LOAD BALANCER ACCESS LOG:
015-06-09T22:48:52.128826Z itoptest2 151.182.141.178:52554 172.31.25.91:80 0.000092 0.204629 0.000058 303 303 0 434 "GET http://demo1.virtualtoptraining.com:80/login/logout.php?sesskey=fXjerOYZEo HTTP/1.1" "Mozilla/5.0 (Macintosh; Intel Mac OS X 10_10_4) AppleWebKit/600.7.5 (KHTML, like Gecko) Version/8.0.7 Safari/600.7.5" - -
2015-06-09T22:48:52.382853Z itoptest2 151.182.141.178:52554 172.31.34.25:80 0.000082 0.456022 0.00007 200 200 0 6500 "GET http://demo1.virtualtoptraining.com:80/ HTTP/1.1" "Mozilla/5.0 (Macintosh; Intel Mac OS X 10_10_4) AppleWebKit/600.7.5 (KHTML, like Gecko) Version/8.0.7 Safari/600.7.5" - -
2015-06-09T22:48:55.853509Z itoptest2 151.182.141.178:52554 172.31.25.91:80 0.000105 0.292976 0.000046 200 200 0 5617 "GET http://demo1.virtualtoptraining.com:80/login/index.php HTTP/1.1" "Mozilla/5.0 (Macintosh; Intel Mac OS X 10_10_4) AppleWebKit/600.7.5 (KHTML, like Gecko) Version/8.0.7 Safari/600.7.5" - -
2015-06-09T22:49:00.382245Z itoptest2 151.182.141.178:52554 172.31.34.25:80 0.000105 0.545512 0.000068 303 303 36 463 "POST http://demo1.virtualtoptraining.com:80/login/index.php HTTP/1.1" "Mozilla/5.0 (Macintosh; Intel Mac OS X 10_10_4) AppleWebKit/600.7.5 (KHTML, like Gecko) Version/8.0.7 Safari/600.7.5" - -
2015-06-09T22:49:00.980174Z itoptest2 151.182.141.178:52554 172.31.25.91:80 0.00007 0.219837 0.000044 303 303 0 434 "GET http://demo1.virtualtoptraining.com:80/login/index.php?testsession=2 HTTP/1.1" "Mozilla/5.0 (Macintosh; Intel Mac OS X 10_10_4) AppleWebKit/600.7.5 (KHTML, like Gecko) Version/8.0.7 Safari/600.7.5" - -
2015-06-09T22:49:01.248300Z itoptest2 151.182.141.178:52554 - -1 -1 -1 504 0 0 0 "GET http://demo1.virtualtoptraining.com:80/ HTTP/1.1" "Mozilla/5.0 (Macintosh; Intel Mac OS X 10_10_4) AppleWebKit/600.7.5 (KHTML, like Gecko) Version/8.0.7 Safari/600.7.5" - -
As you can see the request generating the 504 GATEWAY_TIMEOUT is never seen on any of the web servers access log.

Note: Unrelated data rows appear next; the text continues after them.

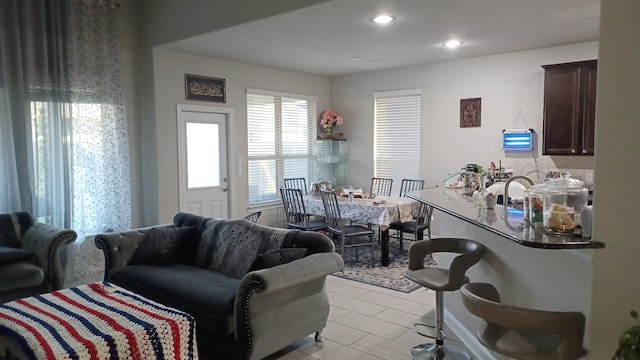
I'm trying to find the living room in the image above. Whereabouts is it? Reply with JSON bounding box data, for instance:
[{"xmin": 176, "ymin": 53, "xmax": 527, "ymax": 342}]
[{"xmin": 1, "ymin": 0, "xmax": 640, "ymax": 358}]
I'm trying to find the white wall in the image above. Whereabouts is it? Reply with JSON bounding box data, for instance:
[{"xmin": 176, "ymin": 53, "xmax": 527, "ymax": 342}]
[
  {"xmin": 150, "ymin": 49, "xmax": 329, "ymax": 224},
  {"xmin": 590, "ymin": 0, "xmax": 640, "ymax": 359},
  {"xmin": 331, "ymin": 42, "xmax": 598, "ymax": 187}
]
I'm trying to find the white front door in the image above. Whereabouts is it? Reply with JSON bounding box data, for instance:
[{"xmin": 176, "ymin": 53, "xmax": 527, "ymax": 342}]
[{"xmin": 178, "ymin": 105, "xmax": 232, "ymax": 218}]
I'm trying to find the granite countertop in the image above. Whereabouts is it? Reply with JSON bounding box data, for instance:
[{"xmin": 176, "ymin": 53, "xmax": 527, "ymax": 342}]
[{"xmin": 406, "ymin": 186, "xmax": 604, "ymax": 249}]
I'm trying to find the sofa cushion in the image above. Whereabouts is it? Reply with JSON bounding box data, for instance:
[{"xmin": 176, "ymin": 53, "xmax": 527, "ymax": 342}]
[
  {"xmin": 249, "ymin": 248, "xmax": 307, "ymax": 271},
  {"xmin": 0, "ymin": 261, "xmax": 44, "ymax": 291},
  {"xmin": 0, "ymin": 212, "xmax": 33, "ymax": 247},
  {"xmin": 196, "ymin": 219, "xmax": 290, "ymax": 279},
  {"xmin": 0, "ymin": 245, "xmax": 34, "ymax": 265},
  {"xmin": 109, "ymin": 264, "xmax": 240, "ymax": 336},
  {"xmin": 128, "ymin": 226, "xmax": 198, "ymax": 265}
]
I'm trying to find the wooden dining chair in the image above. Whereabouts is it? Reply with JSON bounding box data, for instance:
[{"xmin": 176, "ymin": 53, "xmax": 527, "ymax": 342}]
[
  {"xmin": 284, "ymin": 177, "xmax": 309, "ymax": 194},
  {"xmin": 280, "ymin": 188, "xmax": 327, "ymax": 231},
  {"xmin": 400, "ymin": 179, "xmax": 424, "ymax": 197},
  {"xmin": 320, "ymin": 190, "xmax": 375, "ymax": 267},
  {"xmin": 389, "ymin": 202, "xmax": 433, "ymax": 251},
  {"xmin": 369, "ymin": 177, "xmax": 393, "ymax": 196}
]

Any idea on of what the issue could be?
We did further investigation in the topic:
Requests were arriving to the server (found by running a tcpdump) but not answered by Apache
Apache error logs were showing that for the "not answered requests" Apache was crashing with a core dump. The following error was seen on the log:
AH00051: child pid 11419 exit signal Bus error (7)

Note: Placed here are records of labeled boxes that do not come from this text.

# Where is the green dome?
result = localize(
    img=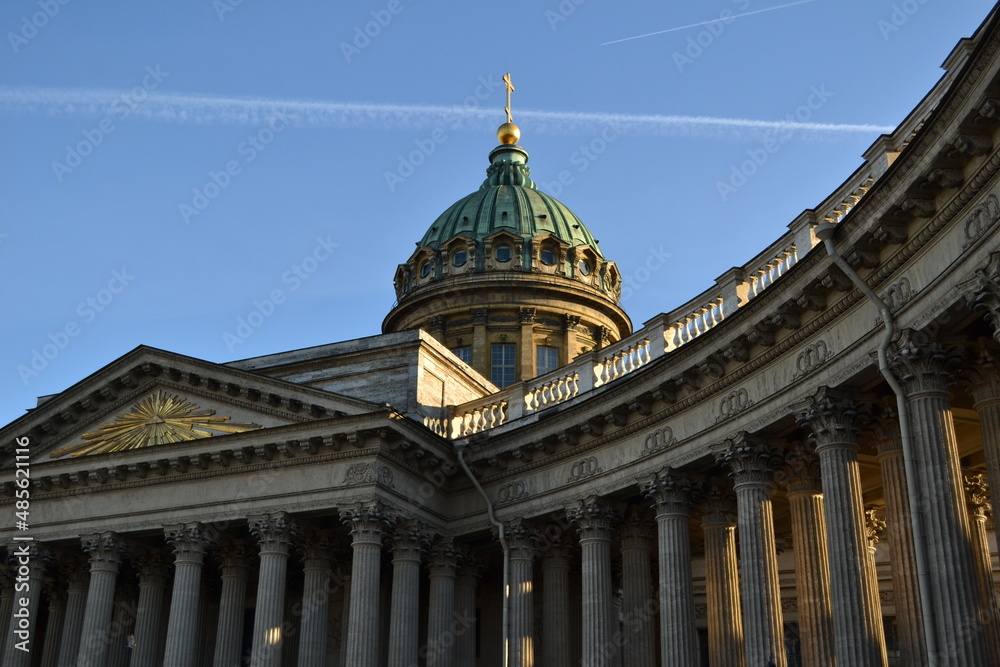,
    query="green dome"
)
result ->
[417,145,603,257]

Core dump analysis was showing the following:
warning: Could not load shared library symbols for 4 libraries, e.g. /usr/lib/php5/20121212/sasl.so. Use the "info sharedlibrary" command to see the complete listing. Do you need "set solib-search-path" or "set sysroot"? [Thread debugging using libthread_db enabled] Using host libthread_db library "/lib/x86_64-linux-gnu/libthread_db.so.1". Core was generated by `/usr/sbin/apache2 -k start'. Program terminated with signal SIGBUS, Bus error. 0 lex_scan (zendlval=) at Zend/zend_language_scanner.c:1091 1091 Zend/zend_language_scanner.c: No such file or directory. (gdb)

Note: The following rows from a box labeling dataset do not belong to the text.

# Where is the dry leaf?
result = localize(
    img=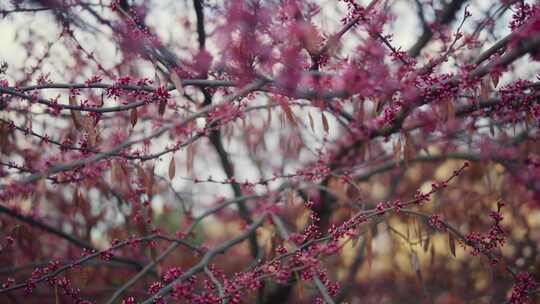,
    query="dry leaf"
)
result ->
[321,113,330,134]
[448,232,456,257]
[186,144,195,173]
[69,94,82,130]
[169,155,176,180]
[280,102,297,127]
[129,108,139,127]
[366,229,373,269]
[171,71,184,95]
[308,112,315,133]
[446,99,456,121]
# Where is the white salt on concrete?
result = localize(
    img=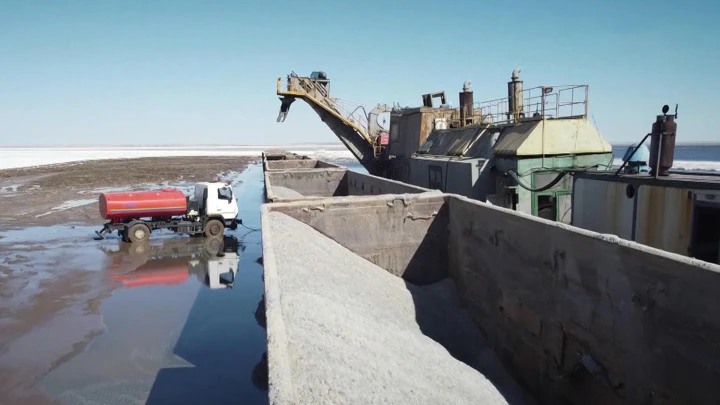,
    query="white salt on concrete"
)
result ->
[272,186,303,198]
[263,212,528,404]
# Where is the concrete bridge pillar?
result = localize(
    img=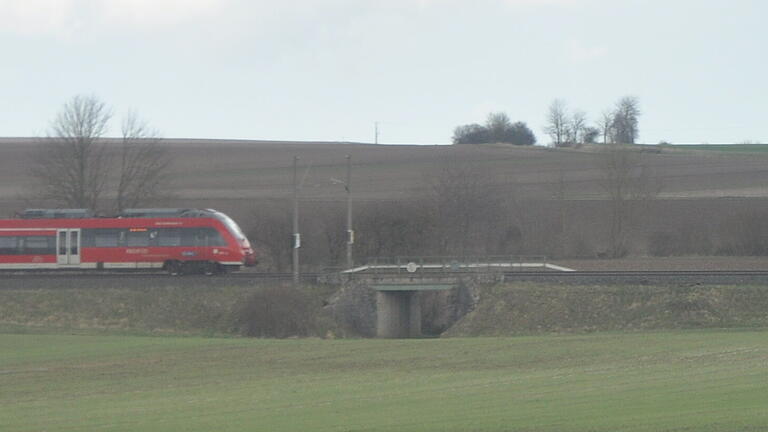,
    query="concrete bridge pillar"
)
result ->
[376,290,421,338]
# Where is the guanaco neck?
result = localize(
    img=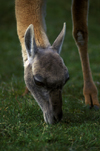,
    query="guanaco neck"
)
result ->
[15,0,50,61]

After analyzing all this info we concluded that the issue was related to a PHP error as there was a concurrent access to a file from two different instances of the application. This access was not properly coordinated therefore, causing a crash.